WAS THE EARLY ORDOVICIAN SHELBURNE FALLS ARC BUILT ON GONDWANAN CRUST CLOSE TO LAURENTIA?


KARABINOS, Paul, Dept. Geosciences, Williams College, Williamstown, MA 01267, CROWLEY, James L., Department of Geosciences, Boise State University, Boise, ID 83725 and MACDONALD, Francis A., Department of Earth and Planetary Sciences, Harvard University, 2, Cambridge, MA 02138, pkarabin@williams.edu

Following the Ediacaran breakup of Rodinia, Grenville-derived sediment dominated the rift to drift sediments of the Laurentian margin of western New England. A dramatic change in detrital zircon age distribution coincides with the Rowe Schist-Moretown Fm contact, and provides evidence that this is the Laurentian-Gondwanan suture.

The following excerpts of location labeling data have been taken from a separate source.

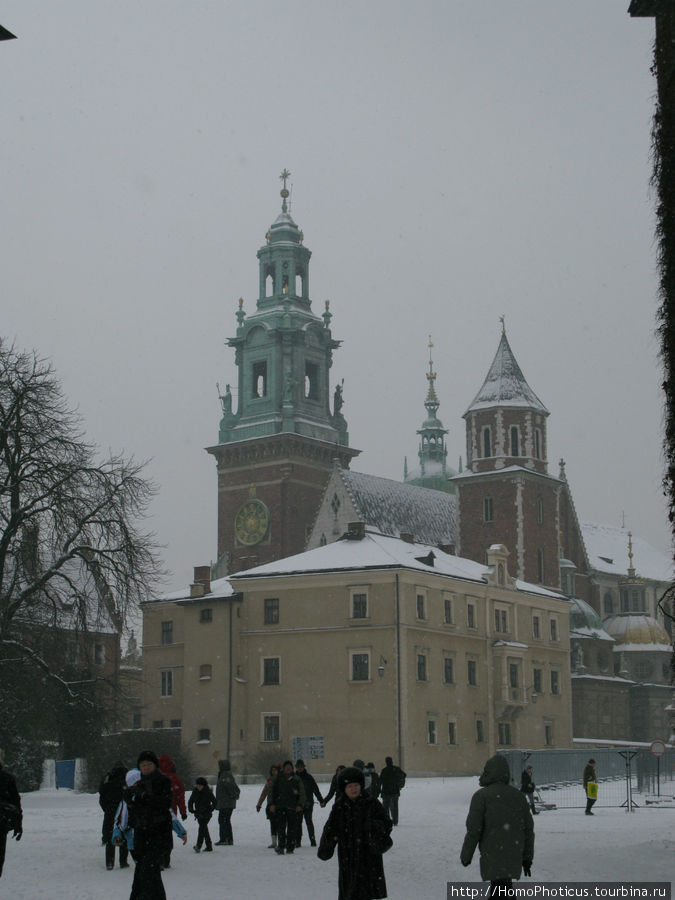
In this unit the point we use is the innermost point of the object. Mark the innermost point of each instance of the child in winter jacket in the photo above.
(201, 804)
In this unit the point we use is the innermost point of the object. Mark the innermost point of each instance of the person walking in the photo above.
(372, 780)
(149, 808)
(333, 786)
(392, 781)
(288, 801)
(11, 814)
(201, 804)
(311, 791)
(227, 794)
(500, 824)
(527, 787)
(110, 794)
(590, 778)
(361, 829)
(266, 794)
(167, 767)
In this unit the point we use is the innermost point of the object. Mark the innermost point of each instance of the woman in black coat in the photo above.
(360, 827)
(149, 804)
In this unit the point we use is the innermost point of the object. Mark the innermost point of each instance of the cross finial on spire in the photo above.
(285, 175)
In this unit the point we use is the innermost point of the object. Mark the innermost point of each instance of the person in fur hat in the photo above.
(11, 817)
(149, 805)
(361, 829)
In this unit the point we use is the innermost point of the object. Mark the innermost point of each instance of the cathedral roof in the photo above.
(392, 507)
(585, 622)
(637, 632)
(505, 384)
(607, 547)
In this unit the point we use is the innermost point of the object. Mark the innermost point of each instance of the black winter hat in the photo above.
(148, 756)
(350, 775)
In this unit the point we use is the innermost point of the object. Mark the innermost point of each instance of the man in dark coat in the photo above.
(168, 767)
(311, 791)
(11, 815)
(227, 794)
(360, 827)
(149, 803)
(110, 794)
(392, 780)
(589, 776)
(527, 787)
(500, 823)
(288, 801)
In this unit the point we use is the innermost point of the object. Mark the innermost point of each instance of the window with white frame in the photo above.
(501, 620)
(504, 733)
(536, 627)
(359, 664)
(271, 669)
(448, 670)
(420, 605)
(359, 605)
(555, 682)
(271, 727)
(166, 683)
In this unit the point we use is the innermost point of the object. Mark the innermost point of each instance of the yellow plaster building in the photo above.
(367, 647)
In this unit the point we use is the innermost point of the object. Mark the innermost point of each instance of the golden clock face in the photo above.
(251, 522)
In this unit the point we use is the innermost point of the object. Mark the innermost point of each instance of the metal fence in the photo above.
(626, 776)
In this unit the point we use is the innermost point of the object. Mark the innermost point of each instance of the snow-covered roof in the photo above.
(220, 588)
(379, 551)
(393, 507)
(505, 384)
(607, 547)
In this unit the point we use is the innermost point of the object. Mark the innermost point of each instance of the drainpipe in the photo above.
(398, 672)
(229, 685)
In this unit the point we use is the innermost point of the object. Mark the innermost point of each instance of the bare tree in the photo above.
(72, 553)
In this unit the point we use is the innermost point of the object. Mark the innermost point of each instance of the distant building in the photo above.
(370, 646)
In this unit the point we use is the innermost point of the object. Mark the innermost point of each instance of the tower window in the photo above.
(311, 381)
(259, 379)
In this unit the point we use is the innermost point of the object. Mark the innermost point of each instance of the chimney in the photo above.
(202, 579)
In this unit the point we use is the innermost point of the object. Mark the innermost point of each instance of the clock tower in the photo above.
(276, 451)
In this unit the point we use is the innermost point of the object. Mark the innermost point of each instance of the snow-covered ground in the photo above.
(60, 855)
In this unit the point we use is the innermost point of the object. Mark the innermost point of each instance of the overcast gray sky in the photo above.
(451, 162)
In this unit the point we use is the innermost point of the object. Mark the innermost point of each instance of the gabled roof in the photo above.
(393, 507)
(607, 548)
(378, 551)
(505, 384)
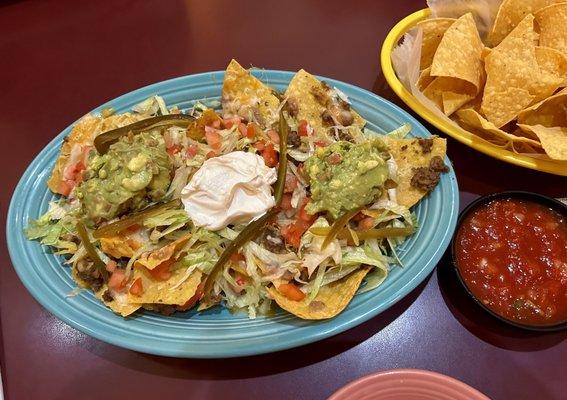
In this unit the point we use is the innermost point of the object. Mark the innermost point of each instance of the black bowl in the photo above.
(534, 197)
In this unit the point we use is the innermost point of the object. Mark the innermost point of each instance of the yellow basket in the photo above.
(463, 136)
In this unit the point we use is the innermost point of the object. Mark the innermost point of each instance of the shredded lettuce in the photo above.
(400, 132)
(52, 228)
(151, 106)
(313, 253)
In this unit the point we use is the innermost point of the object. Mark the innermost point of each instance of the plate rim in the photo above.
(13, 238)
(401, 373)
(459, 134)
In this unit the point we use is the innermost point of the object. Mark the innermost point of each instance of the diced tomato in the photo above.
(176, 148)
(270, 155)
(213, 138)
(302, 129)
(303, 215)
(230, 122)
(137, 287)
(250, 131)
(161, 272)
(237, 257)
(117, 280)
(192, 150)
(290, 183)
(242, 129)
(274, 136)
(73, 171)
(286, 202)
(111, 265)
(260, 145)
(366, 223)
(133, 228)
(193, 300)
(168, 139)
(291, 291)
(358, 217)
(65, 187)
(240, 279)
(292, 234)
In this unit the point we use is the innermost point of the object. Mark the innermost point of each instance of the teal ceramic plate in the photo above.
(217, 333)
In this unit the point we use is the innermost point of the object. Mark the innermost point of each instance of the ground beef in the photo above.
(164, 309)
(426, 145)
(272, 240)
(427, 178)
(344, 105)
(107, 296)
(320, 94)
(293, 139)
(327, 118)
(346, 118)
(292, 107)
(344, 134)
(437, 164)
(424, 179)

Ultramafic lenses are concentrated along this suture in VT and western MA, suggesting that it is a paleo-subduction zone. Structurally above and east of the Moretown Fm are forearc mafic volcanic rocks and sediments of the Hawley Fm.. Both the Moretown and Hawley Fm were intruded by 475 Ma arc-related plutons, the Hallockville Pond Gneiss and Dell Metatrondhjemite, respectively. These intrusive rocks are coeval with the plutonic core rocks of the Shelburne Falls dome; we include the Hallockville Pond Gneiss and the Hawley Fm in the Shelburne Falls arc, which we suggest was built on the Moretown terrane. However, detrital zircon from Hawley Fm metasediments are dramatically different from those in the underlying Moretown Fm, and constrain the timing of collision between Laurentia and the Shelburne Falls arc. Two samples contain Laurentian-derived detrital zircons and suggest that the Shelburne Falls arc was proximal to Laurentia at ca. 475 Ma. One contains Ordovician arc zircons and indicates that deposition was active during or after arc magmatism. The Shelburne Falls arc is dominated by felsic plutonic and volcanic rocks that formed between 475 to 470 Ma, when the Shelburne Falls arc was close to Laurentia. This burst of magmatic activity may have been triggered by the onset of subduction of water-rich Laurentian sediments of the Rowe Schist or slab breakoff. Collision between 480 and 470 Ma is consistent with the oldest Ar cooling ages from Laurentian margin rocks. A newly dated 466 Ma rhyolite from the Barnard Volcanic Member was erupted after collision of Laurentia and the Shelburne Falls arc; it may be coeval with slab breakoff of the older east-dipping subducting plate or initiation of younger west-dipping subduction beneath the newly accreted Moretown terrane. This subduction polarity reversal produced a younger Laramide-style phase of the Taconic orogeny responsible for the youngest Ordovician thrusts in the Taconic Range and the Late Ordovician Black River and Trenton Groups basin.